Maintenance Addendum Check Point Software Technologies Incorporated VPN-1/FireWall-1 NGX (R60)

1 Introduction

On 28 September 2005, Electronic Warfare Associates-Canada (EWA-Canada) submitted an Impact Analysis Report to the CCS Certification Body on behalf of Check Point Software Technologies Incorporated, the developer of the Check Point Software Technologies Incorporated VPN-1/FireWall-1 NGX (R60) product. The Impact Analysis Report is intended to satisfy requirements outlined in version 1.0 of the Common Criteria document CCIMB-2004-02-009: Assurance Continuity: CCRA Requirements. In accordance with those requirements, the Impact Analysis Report (IAR) describes the changes made to Check Point Software Technologies Incorporated VPN-1/FireWall-1 NGX (R60) (the maintained Target of Evaluation), the evidence updated as a result of the changes and the security impact of the changes.

2 Description of changes

The changes listed in the IAR include changes made from R55 with HFA_14 of the Check Point Software Technologies Incorporated VPN-1/FireWall-1 to NGX (R60).

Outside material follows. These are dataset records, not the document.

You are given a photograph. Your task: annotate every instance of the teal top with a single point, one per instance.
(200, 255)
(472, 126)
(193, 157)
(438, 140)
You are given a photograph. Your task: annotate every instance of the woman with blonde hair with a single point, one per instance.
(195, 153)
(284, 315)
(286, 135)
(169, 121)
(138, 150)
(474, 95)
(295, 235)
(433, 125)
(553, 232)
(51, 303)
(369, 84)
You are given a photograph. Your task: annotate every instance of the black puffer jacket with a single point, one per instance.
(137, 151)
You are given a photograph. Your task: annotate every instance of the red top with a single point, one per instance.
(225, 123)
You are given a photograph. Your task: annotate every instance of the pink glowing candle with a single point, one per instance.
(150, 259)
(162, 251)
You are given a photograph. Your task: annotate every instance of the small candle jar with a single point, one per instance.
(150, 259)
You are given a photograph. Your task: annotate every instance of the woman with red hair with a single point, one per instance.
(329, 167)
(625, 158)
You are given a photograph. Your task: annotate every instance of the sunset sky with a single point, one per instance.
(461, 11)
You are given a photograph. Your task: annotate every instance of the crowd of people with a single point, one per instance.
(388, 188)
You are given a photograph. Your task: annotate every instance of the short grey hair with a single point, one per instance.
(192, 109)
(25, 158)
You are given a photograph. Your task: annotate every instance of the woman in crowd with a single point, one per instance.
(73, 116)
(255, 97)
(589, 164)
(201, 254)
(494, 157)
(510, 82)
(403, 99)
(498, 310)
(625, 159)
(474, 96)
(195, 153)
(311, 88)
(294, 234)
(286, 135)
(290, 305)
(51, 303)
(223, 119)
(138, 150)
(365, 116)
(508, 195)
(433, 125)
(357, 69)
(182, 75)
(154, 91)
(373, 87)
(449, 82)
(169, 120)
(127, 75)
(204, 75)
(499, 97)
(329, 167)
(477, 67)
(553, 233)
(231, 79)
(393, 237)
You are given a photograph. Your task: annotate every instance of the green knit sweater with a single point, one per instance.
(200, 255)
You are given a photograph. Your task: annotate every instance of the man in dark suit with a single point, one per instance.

The following characterizes the changes implemented in the Check Point Software Technologies Incorporated VPN-1/FireWall-1 NGX (R60). For each change, it was verified that there were no required changes to the security functional requirements in the ST, and thorough functional and regression testing was conducted by the developer to ensure that the assurance in the Target of Evaluation (TOE) was maintained. The changes in Check Point Software Technologies Incorporated VPN-1/FireWall-1 NGX (R60) comprise software changes that:

• restore the expected functionality of the product (bug fixes);
• update third party components included in the product;
• add functionality to portions of the product not included in the scope of the original evaluation;

3 Description of Changes to the IT Environment

There were no changes included for the underlying IT environment for the VPN-1/FireWall1 NGX R60.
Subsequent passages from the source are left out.